Doerksen lowered his Q3 EBITDA estimate to $913-million from a pre-strike forecast of $1.3-billion.
He additionally warned of additional yield strain this winter, notably within the solar markets.
“Whereas total business capability into This autumn appears rational, early indications are that business solar market capability this winter can be considerably larger as airways shift capability away from U.S. transborder routes,” he stated. “Transat administration not too long ago famous that its expectation is that business capability this winter could possibly be up 10% and traditionally when there are materials capability will increase on these markets, yields come below strain.”
Past earnings, Doerksen flagged structural dangers.

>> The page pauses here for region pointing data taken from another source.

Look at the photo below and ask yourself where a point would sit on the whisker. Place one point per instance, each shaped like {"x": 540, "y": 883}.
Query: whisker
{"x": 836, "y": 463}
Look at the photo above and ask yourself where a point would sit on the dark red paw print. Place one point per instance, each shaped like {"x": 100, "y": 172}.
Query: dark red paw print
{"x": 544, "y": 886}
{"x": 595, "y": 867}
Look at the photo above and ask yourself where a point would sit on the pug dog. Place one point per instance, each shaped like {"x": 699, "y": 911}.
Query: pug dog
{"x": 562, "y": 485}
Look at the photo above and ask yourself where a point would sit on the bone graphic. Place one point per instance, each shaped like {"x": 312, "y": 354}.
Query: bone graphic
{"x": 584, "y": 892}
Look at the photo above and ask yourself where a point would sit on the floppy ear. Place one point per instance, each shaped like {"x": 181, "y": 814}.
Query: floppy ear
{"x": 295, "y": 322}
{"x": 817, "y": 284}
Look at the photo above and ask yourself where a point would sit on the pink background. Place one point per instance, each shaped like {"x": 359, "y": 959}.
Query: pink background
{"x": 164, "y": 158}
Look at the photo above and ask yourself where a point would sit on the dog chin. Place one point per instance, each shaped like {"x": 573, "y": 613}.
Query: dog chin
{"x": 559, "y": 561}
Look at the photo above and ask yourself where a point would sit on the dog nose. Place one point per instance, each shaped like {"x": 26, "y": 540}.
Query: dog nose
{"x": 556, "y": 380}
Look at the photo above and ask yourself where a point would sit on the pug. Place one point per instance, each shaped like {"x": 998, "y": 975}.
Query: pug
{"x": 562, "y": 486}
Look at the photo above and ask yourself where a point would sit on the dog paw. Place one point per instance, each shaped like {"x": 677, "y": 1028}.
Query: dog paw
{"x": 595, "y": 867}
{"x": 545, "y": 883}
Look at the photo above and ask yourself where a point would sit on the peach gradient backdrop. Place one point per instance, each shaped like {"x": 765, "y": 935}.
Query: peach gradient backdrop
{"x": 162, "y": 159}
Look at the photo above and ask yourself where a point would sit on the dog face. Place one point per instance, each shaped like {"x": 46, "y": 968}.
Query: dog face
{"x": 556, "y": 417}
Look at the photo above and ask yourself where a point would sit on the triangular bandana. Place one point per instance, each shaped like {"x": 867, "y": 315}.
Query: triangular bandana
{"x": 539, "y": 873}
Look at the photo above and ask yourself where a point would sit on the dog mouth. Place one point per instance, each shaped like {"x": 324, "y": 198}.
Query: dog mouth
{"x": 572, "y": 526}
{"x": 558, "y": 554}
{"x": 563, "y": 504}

“General air journey demand in Canada has held in by means of the summer season, regardless of elevated financial uncertainty and the fabric decline in Canadian journey to the U.S. Nevertheless, with shopper confidence in Canada nonetheless low and unemployment creeping larger, dangers to a slowdown in journey demand and pricing strain are arguably transferring larger.”
He additionally famous Air Canada has confronted labour disruptions in every of the previous two years and “possible faces labour-related threat once more in 2026 as extra union contracts come up for renewal.”
Regardless of these issues, Doerksen highlighted valuation stays engaging on a relative foundation.
“Air Canada shares nonetheless commerce at a large low cost to its closest friends. On our up to date 2026 forecast, Air Canada shares are buying and selling at simply 3.3 occasions EV/EBITDA.”
Primarily based on Doerksen’s up to date 2026 forecast, the inventory trades at 3.3 occasions enterprise worth to EBITDA, beneath its pre-pandemic common of three.9 occasions and nicely below the 5.8 occasions common for U.S. legacy carriers. He values the shares at 4 occasions his 2026 EBITDA estimate, which helps his $22 goal.
“Though our new goal represents a 15% return from the present share worth, given the headwinds and lack of catalysts famous above, this return just isn’t overly compelling in our view.”